Performance improvement of lateral flow assay using heterogeneous nitrocellulose membrane with nonuniform pore size

Lateral flow assay (LFA) has found widespread applications in point-of-care diagnostics over the past decades. Its detection sensitivity is dependent on the properties of paper itself (e.g., porous microstructure of nitrocellulose membrane), however, the effect remains unknown. Existing mathematical models for LFA have not been proved to predict the variation trends of detection performance with different specifications of nitrocellulose membrane. To address this, we developed a mathematical model coupling the macroscopic capillary flow and the binding reaction on the internal pore surface to illustrate the complex interaction among the convection, diffusion, and binding reaction with different nitrocellulose membranes.
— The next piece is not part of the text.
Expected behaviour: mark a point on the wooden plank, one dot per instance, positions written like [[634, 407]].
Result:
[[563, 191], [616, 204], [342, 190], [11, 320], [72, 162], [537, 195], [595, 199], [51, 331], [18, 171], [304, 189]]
The model was experimentally validated by implementing nucleic acid detection on LFA. The simulated results suggest that due to the trade-off between the reagent transport and the reactive surface area, there is an optimal average pore size of the nitrocellulose membrane to achieve the highest detection sensitivity. Additionally, a heterogeneous pore distribution design (i.e., smaller pore diameter at the test line region and larger pore diameter for the rest region) of the nitrocellulose membrane was proposed to provide a faster detection with improved sensitivity. The numerical model would be a practical tool for the material selection and optimization of LFA.